What's so particularly embarrassing is that you clearly did not have any competent statisticians on board until now. This was not some big surprise that needed "a lot of resources to fix." This is something that should be obvious to anyone who understands hypothesis testing, and is something that statisticians have been describing how to do correctly for over 50 years: http://www.ncbi.nlm.nih.gov/pmc/articles/PMC1551774/
This feels like a very wasteful approach to me. I understand the need to protect against the variation of p-value with each test. However, now data needs to mature in two places. Bayesian testing is a natural cyclical approach where past information coupled with data generates new beliefs which become past information. Most conversion rates are small, say less than 30%. Hence, their differences are smaller (as we move towards support) --- yet this method uses the same old prior information (which is that it's reasonable in known cases to look above say 90% as the domain of the test). Given that we're now looking at data through two lenses, I would be shocked if this does not result in a much longer lag period. Am I missing something, is this a free lunch?
I do agree with you that with sequential testing it is possible to get much slower results. This is actually similar to using a sample size calculator for a classical t-test. If you set your minimum detectible effect (MDE) much smaller than the actual effect size of your A/B test, you will end up waiting for many more visitors than were needed to detect significance. We have looked at many historical A/B tests at Optimizely to determine the range of effect sizes which give the most efficiency for our customers. In fact, we didn’t put out Stats Engine sooner because we wanted to be confident that the speed was comparable to the usual, fixed horizon, t-test. This tuning will be part of an ongoing process to customize results at the customer level.

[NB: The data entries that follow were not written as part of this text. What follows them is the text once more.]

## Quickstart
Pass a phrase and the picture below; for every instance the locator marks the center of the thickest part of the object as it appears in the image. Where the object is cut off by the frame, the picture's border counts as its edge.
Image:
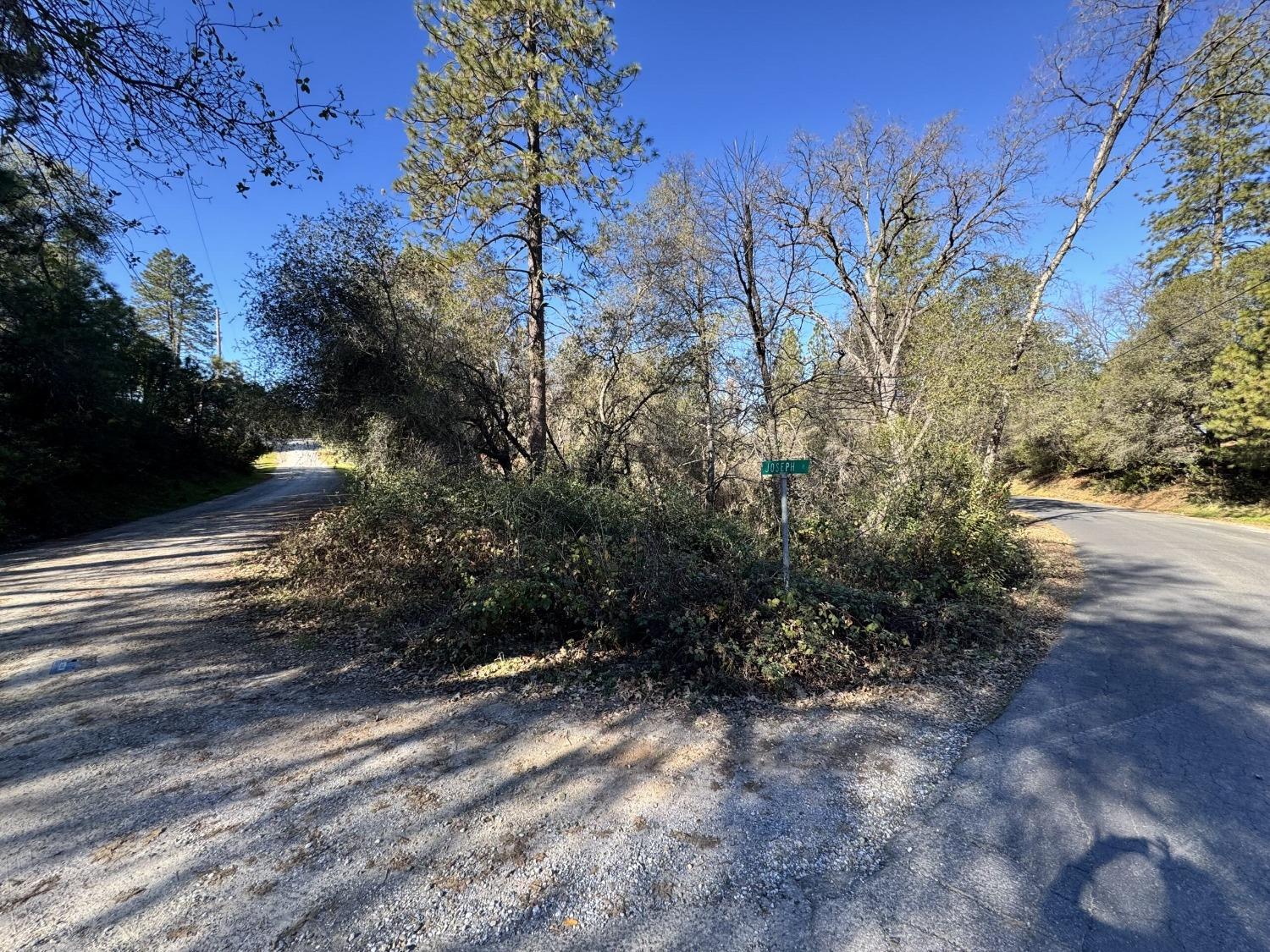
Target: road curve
(1123, 799)
(130, 608)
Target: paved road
(1123, 800)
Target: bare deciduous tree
(896, 218)
(1128, 73)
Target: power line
(1194, 317)
(207, 254)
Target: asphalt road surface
(1123, 800)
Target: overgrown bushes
(456, 566)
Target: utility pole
(220, 360)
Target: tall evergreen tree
(1217, 157)
(174, 305)
(1239, 405)
(512, 131)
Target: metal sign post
(785, 530)
(784, 469)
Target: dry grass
(1176, 499)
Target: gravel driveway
(190, 786)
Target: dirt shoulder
(196, 787)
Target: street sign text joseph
(794, 467)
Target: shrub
(459, 566)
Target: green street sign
(792, 467)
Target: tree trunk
(711, 452)
(538, 319)
(538, 441)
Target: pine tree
(174, 305)
(512, 131)
(1239, 406)
(1217, 157)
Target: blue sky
(713, 71)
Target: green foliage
(461, 566)
(1239, 405)
(531, 117)
(512, 134)
(93, 411)
(1217, 157)
(174, 305)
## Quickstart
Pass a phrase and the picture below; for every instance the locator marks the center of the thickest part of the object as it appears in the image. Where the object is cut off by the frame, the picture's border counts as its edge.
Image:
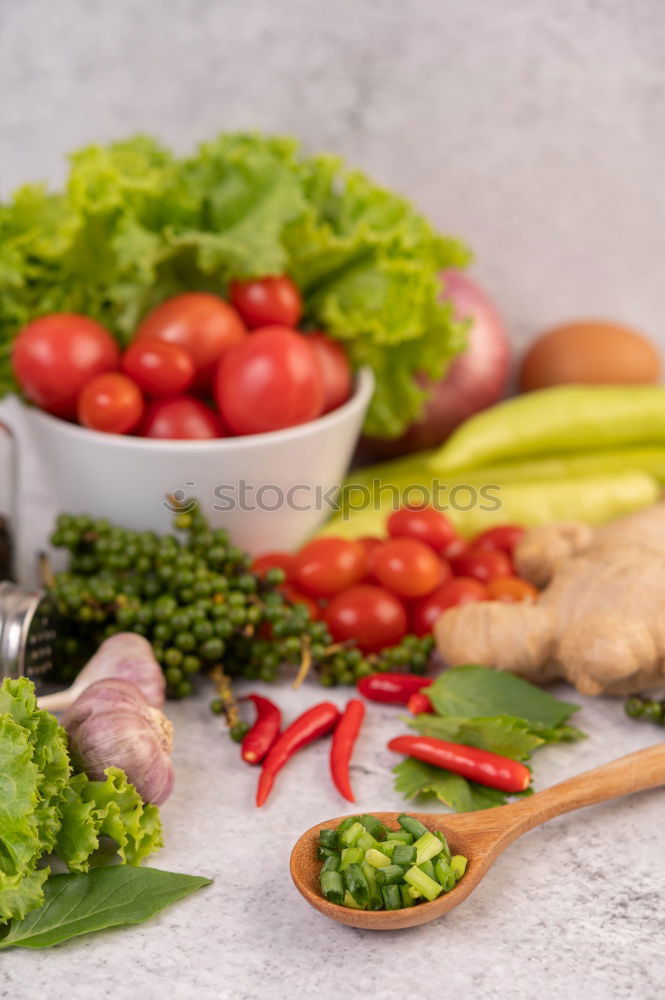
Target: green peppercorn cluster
(193, 595)
(650, 709)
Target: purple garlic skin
(112, 725)
(128, 657)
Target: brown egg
(589, 351)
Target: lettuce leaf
(136, 224)
(46, 810)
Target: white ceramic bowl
(268, 490)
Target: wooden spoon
(480, 836)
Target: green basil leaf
(92, 901)
(478, 691)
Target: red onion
(476, 379)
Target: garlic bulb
(125, 656)
(112, 725)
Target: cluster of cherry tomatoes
(199, 367)
(375, 591)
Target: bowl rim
(364, 383)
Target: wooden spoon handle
(634, 773)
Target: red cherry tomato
(328, 565)
(298, 597)
(371, 616)
(205, 325)
(482, 564)
(265, 301)
(183, 418)
(369, 544)
(455, 547)
(408, 567)
(335, 370)
(503, 538)
(275, 560)
(511, 589)
(269, 381)
(424, 523)
(461, 590)
(160, 369)
(54, 356)
(111, 402)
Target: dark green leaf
(501, 734)
(415, 778)
(104, 897)
(478, 691)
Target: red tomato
(328, 565)
(158, 368)
(265, 301)
(296, 596)
(424, 523)
(455, 547)
(205, 325)
(511, 588)
(183, 418)
(461, 590)
(371, 616)
(482, 564)
(275, 560)
(111, 403)
(369, 543)
(408, 567)
(269, 381)
(503, 538)
(335, 370)
(54, 356)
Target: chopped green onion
(367, 842)
(423, 883)
(356, 883)
(444, 874)
(345, 824)
(440, 835)
(325, 852)
(351, 856)
(427, 847)
(458, 864)
(375, 897)
(377, 859)
(332, 887)
(367, 867)
(373, 826)
(351, 836)
(411, 825)
(407, 898)
(328, 838)
(428, 868)
(401, 836)
(392, 897)
(405, 855)
(391, 875)
(351, 903)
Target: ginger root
(600, 621)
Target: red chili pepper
(315, 722)
(392, 689)
(419, 702)
(486, 768)
(344, 740)
(264, 732)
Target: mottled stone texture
(536, 130)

Second, I want to point out that Stats Engine is not a Bayesian test. We do not recompute a posterior from past information after every visitor and use this directly to get significance. Instead such calculations are used as inputs to determine how much information we have compared to a situation of zero effect size. There’s only ‘one lense’ still because we use all this to make and guarantee the usual Frequentist hypothesis testing statements, but now factoring in that an experimenter can look at results at any time.